Introduction to Nehemiah
Since Ezra and Nehemiah were once considered to be one book, and since Ezra and Nehemiah were contemporaries in post-exilic Jerusalem, there is much in common between the two books (see “Introduction” to Ezra). In fact, many of the ancient scribes believe Ezra actually wrote the first few chapters of Nehemiah, but the internal evidence strongly favors Nehemiah as the author.

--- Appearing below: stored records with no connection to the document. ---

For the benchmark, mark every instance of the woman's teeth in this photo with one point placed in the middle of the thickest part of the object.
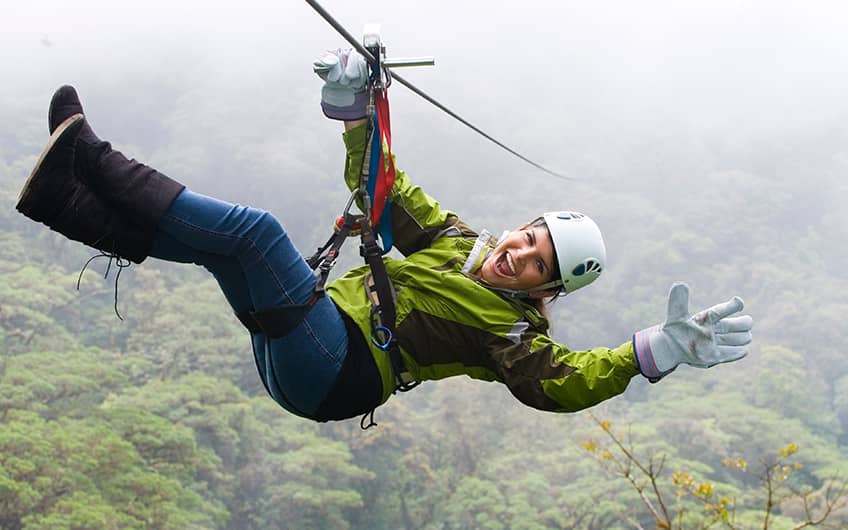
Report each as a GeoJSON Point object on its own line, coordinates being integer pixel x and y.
{"type": "Point", "coordinates": [506, 266]}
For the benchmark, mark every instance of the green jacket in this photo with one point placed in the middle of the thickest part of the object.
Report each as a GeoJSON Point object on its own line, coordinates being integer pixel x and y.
{"type": "Point", "coordinates": [449, 324]}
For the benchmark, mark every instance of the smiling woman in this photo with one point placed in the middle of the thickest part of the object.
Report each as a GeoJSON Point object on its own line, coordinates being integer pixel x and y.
{"type": "Point", "coordinates": [465, 303]}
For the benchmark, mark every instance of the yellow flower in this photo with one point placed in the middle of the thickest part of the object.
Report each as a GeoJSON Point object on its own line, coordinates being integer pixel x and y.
{"type": "Point", "coordinates": [589, 445]}
{"type": "Point", "coordinates": [789, 449]}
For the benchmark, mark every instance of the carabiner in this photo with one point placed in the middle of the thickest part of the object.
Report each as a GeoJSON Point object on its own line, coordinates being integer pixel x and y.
{"type": "Point", "coordinates": [386, 332]}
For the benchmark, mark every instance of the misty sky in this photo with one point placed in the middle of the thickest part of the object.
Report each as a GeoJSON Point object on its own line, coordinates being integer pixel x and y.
{"type": "Point", "coordinates": [570, 67]}
{"type": "Point", "coordinates": [613, 93]}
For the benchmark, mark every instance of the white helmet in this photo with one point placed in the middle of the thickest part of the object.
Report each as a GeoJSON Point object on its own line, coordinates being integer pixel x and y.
{"type": "Point", "coordinates": [579, 248]}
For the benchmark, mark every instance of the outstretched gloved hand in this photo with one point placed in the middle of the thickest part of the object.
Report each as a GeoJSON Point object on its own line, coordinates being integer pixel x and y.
{"type": "Point", "coordinates": [704, 339]}
{"type": "Point", "coordinates": [345, 74]}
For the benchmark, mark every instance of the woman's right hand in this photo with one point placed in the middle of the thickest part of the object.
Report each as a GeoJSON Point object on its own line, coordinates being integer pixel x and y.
{"type": "Point", "coordinates": [345, 74]}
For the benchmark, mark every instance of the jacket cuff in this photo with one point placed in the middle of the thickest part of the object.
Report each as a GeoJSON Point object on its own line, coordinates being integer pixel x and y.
{"type": "Point", "coordinates": [355, 140]}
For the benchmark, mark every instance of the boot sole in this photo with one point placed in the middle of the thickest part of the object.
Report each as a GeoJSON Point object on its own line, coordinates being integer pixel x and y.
{"type": "Point", "coordinates": [57, 134]}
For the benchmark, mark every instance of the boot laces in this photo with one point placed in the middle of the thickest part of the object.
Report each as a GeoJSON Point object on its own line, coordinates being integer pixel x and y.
{"type": "Point", "coordinates": [120, 264]}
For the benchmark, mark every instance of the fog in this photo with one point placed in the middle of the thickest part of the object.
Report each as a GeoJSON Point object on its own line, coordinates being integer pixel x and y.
{"type": "Point", "coordinates": [707, 138]}
{"type": "Point", "coordinates": [590, 88]}
{"type": "Point", "coordinates": [645, 105]}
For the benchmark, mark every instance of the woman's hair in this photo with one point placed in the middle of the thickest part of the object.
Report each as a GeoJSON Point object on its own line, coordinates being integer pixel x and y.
{"type": "Point", "coordinates": [541, 304]}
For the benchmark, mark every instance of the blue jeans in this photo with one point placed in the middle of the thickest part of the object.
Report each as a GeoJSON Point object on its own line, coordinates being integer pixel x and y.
{"type": "Point", "coordinates": [257, 266]}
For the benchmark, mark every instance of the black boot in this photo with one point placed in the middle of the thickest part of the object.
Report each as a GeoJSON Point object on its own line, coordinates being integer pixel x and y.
{"type": "Point", "coordinates": [54, 196]}
{"type": "Point", "coordinates": [139, 191]}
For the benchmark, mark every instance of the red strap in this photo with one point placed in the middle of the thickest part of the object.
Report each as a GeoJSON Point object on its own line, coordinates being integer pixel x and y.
{"type": "Point", "coordinates": [386, 164]}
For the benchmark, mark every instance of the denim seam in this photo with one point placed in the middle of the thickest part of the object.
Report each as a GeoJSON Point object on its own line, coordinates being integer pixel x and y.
{"type": "Point", "coordinates": [324, 350]}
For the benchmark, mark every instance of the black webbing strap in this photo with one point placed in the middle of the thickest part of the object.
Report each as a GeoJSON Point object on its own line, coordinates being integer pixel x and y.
{"type": "Point", "coordinates": [279, 321]}
{"type": "Point", "coordinates": [385, 308]}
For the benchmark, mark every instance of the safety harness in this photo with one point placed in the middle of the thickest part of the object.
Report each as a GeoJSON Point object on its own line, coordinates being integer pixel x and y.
{"type": "Point", "coordinates": [373, 193]}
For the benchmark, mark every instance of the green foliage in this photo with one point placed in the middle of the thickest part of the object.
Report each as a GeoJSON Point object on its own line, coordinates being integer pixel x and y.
{"type": "Point", "coordinates": [159, 421]}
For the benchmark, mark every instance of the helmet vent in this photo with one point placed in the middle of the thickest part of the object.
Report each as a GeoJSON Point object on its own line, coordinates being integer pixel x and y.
{"type": "Point", "coordinates": [588, 266]}
{"type": "Point", "coordinates": [570, 215]}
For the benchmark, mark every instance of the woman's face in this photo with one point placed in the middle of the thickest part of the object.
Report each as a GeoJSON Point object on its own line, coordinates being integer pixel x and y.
{"type": "Point", "coordinates": [525, 259]}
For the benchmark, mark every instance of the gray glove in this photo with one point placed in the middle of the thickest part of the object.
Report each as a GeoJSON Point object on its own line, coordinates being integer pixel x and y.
{"type": "Point", "coordinates": [345, 74]}
{"type": "Point", "coordinates": [704, 339]}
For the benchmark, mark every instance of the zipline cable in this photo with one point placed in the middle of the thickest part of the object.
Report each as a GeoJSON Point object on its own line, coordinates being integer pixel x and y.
{"type": "Point", "coordinates": [371, 59]}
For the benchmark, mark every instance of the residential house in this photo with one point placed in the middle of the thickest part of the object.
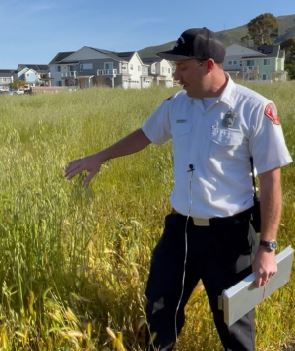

Nehemiah was a high official in the court of Artaxerxes, king of Persia. As a Jew, however, he was greatly concerned about the reestablishment of Jerusalem and the temple back in Israel. Approximately fourteen years after Ezra received his decree from the king Artaxerxes, Nehemiah obtained another decree from the same king, giving him authority to rebuild the wall and the city as a whole. This was almost certainly the decree prophesied by Daniel as the beginning of the “seventy weeks” in Daniel’s famous prediction of the coming of the Messiah (Daniel 9:24-27).
Under Nehemiah’s dynamic leadership, the walls were quickly rebuilt, despite much opposition from the previous inhabitants of the land. Under Ezra’s spiritual leadership, and Nehemiah’s governmental leadership, the remnant nation experienced a significant religious revival, though it never again gained complete independence.